Skip to content

Evaluation README

The evaluation module makes recommendation tradeoffs visible through metrics, fixtures, and Pareto-frontier artefacts.

The evaluation harness sweeps the soft editorial-control grid as a 5 by 5 by 5 configuration matrix:

  • diversity_weight: 0.00, 0.15, 0.30, 0.60, 1.00
  • recency_weight: 0.00, 0.20, 0.40, 0.70, 1.00
  • sentiment_weight: 0.00, 0.10, 0.20, 0.50, 1.00

That grid includes the click-only baseline (0, 0, 0) and the platform default (0.30, 0.40, 0.20). The Dagster asset now runs the same sweep over the EB-NeRD, Adressa, and MIND holdouts, then materialises eval_sweep_results with one row per (config, dataset, metric), including the full configuration columns so analysts can query the same contract from SQL or notebooks.

The metric set is NDCG@10, MRR, hit-rate@10, intra-list diversity, catalog coverage, median recency, sentiment-distribution divergence, and sensitive-topic exposure.

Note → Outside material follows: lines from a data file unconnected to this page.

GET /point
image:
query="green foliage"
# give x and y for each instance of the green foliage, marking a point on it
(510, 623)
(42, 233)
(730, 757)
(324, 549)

The chart below plots the smaller labelled diversity slice, NDCG@10 against intra-list diversity, with one Pareto frontier per publisher. The same ranking code produces different tradeoff curves because the publisher context changes the candidate shape:

  • EB-NeRD is the primary Danish-news substrate. In this holdout it behaves like a deep single-topic session: click accuracy is easiest when the list stays narrow, and diversity has a visible cost.
  • Adressa’s local-news fixture has shorter, more mixed local sessions. The curve moves toward higher diversity earlier, which is the cold-start risk in miniature: fewer repeated signals make broad local coverage easier to justify but harder to rank confidently.
  • MIND exposes a broader category taxonomy and longer impression slates. Its session-length shape starts more diverse, so the diversity frontier is flatter than EB-NeRD’s.

EB-NeRD, Adressa, and MIND NDCG@10 versus intra-list diversity Pareto frontiers

Deterministic metrics stay in dbt because they are reproducible checks over materialised platform outputs: diversity, recency, source mix, sensitivity exposure, and similar table-shaped facts. Evalite is reserved for editorial assistant behaviour where model text has to be scored: faithfulness, reason validity, changed-constraint coverage, register, and length. See ADR-0020 for the split.